Dabei dürfte der etwas unklare Fokus keineswegs unerwünscht gewesen sein. Die Messe will sich öffnen. Aus "E-Commerce" wird "Commerce E-Xperience", wie es im Untertitel der Messe neuerdings hieß. Soll wohl bedeuten: Es geht nicht mehr allein um Betreiber von Onlineshops, sondern um alle Händler.
Commerce - jetzt ohne "E-"
Insofern war das Konzept der Internet World Expo schlüssig. Es ging nicht darum, Spezialisten einer bestimmten Digital-Disziplin anzusprechen.
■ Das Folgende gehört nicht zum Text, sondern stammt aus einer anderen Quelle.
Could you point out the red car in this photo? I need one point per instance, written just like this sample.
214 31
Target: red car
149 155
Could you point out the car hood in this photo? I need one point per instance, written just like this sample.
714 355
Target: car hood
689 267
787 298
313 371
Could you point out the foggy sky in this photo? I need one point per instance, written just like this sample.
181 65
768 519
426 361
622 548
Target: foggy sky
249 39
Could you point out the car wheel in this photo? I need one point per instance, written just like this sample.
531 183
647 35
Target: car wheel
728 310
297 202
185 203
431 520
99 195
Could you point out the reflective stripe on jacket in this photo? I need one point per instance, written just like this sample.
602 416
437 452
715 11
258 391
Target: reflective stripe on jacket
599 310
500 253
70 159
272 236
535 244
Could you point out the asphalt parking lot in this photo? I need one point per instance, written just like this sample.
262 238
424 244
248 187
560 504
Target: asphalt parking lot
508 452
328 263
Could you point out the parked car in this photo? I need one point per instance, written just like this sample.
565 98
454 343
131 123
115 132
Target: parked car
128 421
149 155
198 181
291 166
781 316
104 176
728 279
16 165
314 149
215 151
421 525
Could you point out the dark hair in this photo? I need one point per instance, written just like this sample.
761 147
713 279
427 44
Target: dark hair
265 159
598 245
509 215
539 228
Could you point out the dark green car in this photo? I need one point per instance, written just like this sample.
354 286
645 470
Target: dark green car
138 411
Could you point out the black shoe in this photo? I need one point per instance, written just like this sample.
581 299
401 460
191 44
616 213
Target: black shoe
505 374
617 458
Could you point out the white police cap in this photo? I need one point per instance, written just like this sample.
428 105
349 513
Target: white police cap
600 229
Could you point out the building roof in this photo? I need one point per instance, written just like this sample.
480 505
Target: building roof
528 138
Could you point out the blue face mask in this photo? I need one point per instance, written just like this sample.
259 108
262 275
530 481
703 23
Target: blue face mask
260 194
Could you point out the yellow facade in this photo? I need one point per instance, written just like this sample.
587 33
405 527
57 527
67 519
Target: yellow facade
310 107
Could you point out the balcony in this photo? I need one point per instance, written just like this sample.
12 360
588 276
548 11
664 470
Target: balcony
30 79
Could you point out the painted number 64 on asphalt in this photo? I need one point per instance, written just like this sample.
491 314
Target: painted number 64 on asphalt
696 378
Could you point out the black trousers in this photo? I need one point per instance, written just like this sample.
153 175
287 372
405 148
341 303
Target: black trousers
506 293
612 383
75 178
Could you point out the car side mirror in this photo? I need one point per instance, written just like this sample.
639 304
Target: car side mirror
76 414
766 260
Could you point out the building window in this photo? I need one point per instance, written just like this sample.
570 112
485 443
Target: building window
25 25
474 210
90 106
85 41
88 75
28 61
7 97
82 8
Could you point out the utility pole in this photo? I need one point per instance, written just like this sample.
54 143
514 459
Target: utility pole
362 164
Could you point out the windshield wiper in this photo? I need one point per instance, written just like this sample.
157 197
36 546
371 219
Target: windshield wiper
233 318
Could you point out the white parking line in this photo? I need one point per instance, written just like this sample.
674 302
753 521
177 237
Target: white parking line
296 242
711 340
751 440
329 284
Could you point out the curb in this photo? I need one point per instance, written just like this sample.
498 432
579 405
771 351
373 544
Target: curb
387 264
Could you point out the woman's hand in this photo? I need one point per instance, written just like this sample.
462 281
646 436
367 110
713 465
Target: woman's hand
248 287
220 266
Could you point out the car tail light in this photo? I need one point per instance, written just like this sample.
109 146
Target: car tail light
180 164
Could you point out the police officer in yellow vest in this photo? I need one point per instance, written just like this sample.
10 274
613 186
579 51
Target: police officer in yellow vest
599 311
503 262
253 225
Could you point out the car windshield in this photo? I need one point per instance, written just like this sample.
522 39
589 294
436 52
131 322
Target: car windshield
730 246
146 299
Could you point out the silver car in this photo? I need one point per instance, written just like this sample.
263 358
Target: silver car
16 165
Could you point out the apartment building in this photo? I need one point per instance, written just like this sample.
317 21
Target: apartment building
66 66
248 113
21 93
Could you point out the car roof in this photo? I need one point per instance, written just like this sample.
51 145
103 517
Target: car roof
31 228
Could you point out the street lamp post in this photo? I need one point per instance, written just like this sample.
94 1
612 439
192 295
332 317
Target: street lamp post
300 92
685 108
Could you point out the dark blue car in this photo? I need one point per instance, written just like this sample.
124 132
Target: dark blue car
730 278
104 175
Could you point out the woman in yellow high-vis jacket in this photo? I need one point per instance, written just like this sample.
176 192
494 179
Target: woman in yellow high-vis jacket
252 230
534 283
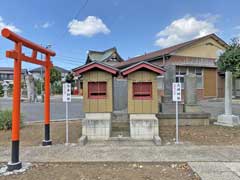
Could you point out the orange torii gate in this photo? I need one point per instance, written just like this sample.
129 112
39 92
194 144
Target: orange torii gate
18 57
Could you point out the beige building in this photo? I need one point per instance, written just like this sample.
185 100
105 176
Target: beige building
197 56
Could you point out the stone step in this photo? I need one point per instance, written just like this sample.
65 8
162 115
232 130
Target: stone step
170 108
120 129
120 134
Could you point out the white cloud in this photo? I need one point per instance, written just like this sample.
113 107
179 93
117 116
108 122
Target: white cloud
90 26
44 25
185 29
9 26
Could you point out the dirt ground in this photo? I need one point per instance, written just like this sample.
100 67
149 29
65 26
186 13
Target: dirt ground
200 135
108 171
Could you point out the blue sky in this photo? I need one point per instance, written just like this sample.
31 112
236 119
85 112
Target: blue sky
73 27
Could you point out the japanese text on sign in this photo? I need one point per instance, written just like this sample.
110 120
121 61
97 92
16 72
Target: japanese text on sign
66 92
176 88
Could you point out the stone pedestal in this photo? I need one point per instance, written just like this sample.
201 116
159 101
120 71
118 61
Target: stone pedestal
96 126
190 94
143 126
228 119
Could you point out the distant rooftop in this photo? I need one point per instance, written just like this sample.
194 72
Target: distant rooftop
9 69
109 55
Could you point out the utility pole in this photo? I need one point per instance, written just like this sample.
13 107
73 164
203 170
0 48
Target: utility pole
41 82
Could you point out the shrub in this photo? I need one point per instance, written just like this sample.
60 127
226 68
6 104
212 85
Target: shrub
6 120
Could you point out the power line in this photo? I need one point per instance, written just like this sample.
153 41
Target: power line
76 16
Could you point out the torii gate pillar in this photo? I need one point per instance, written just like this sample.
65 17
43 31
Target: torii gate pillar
18 57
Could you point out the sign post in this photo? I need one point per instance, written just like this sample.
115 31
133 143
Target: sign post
176 89
67 99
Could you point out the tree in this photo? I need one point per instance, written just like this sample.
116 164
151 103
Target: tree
230 59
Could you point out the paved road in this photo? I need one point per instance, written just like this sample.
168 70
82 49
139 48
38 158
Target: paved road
210 162
35 111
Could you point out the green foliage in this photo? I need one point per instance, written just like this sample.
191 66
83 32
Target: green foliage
1 90
230 59
6 120
55 75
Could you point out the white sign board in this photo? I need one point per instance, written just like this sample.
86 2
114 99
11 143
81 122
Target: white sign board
176 88
66 92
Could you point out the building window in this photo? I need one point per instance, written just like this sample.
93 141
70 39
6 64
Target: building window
199 78
97 90
160 81
182 71
142 90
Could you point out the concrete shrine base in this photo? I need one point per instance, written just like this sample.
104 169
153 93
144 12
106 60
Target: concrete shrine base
228 120
144 127
96 126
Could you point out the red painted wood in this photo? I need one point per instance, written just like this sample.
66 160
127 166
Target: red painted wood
97 90
142 90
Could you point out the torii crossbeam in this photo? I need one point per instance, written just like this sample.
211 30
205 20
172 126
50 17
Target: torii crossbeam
18 57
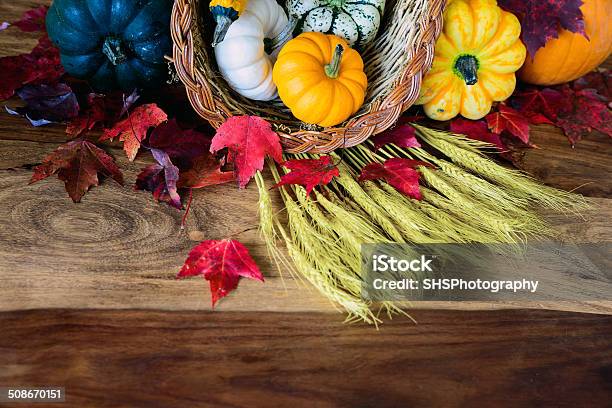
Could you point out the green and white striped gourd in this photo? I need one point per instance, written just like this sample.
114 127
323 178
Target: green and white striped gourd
357 21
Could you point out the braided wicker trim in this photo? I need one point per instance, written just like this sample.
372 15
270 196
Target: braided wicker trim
382 112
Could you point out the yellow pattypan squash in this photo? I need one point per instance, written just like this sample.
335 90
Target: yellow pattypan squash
475 59
320 78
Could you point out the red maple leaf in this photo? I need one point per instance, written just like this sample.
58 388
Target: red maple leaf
541 20
41 65
587 111
205 171
477 130
31 21
401 136
508 119
398 172
183 161
77 163
248 140
89 117
133 130
222 263
309 172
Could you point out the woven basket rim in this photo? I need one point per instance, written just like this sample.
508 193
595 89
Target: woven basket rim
383 113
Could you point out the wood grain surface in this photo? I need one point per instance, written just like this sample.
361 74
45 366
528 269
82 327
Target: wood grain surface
88 301
489 359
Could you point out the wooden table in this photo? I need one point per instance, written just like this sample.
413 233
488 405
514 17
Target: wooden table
88 301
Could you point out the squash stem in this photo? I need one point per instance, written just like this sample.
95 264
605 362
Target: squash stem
333 68
223 24
271 44
113 49
466 67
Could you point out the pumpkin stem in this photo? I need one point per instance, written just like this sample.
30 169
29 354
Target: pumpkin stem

Stattdessen sollten sich die Besucher aus einer möglichst breiten - und digital durchaus eher unbeleckten - Zielgruppe rekrutieren, die sich über digitale Marketing- und Verkaufsmöglichkeiten informieren will.Die Messe hat sich damit erneut gewandelt:
- Von der Leistungsschau der Internetwirtschaft (bis etwa 2010)
- über eine reine ECommerce-Messe
- zu einer Messe für Händler, die digitale Kanäle nutzen (seit 2018).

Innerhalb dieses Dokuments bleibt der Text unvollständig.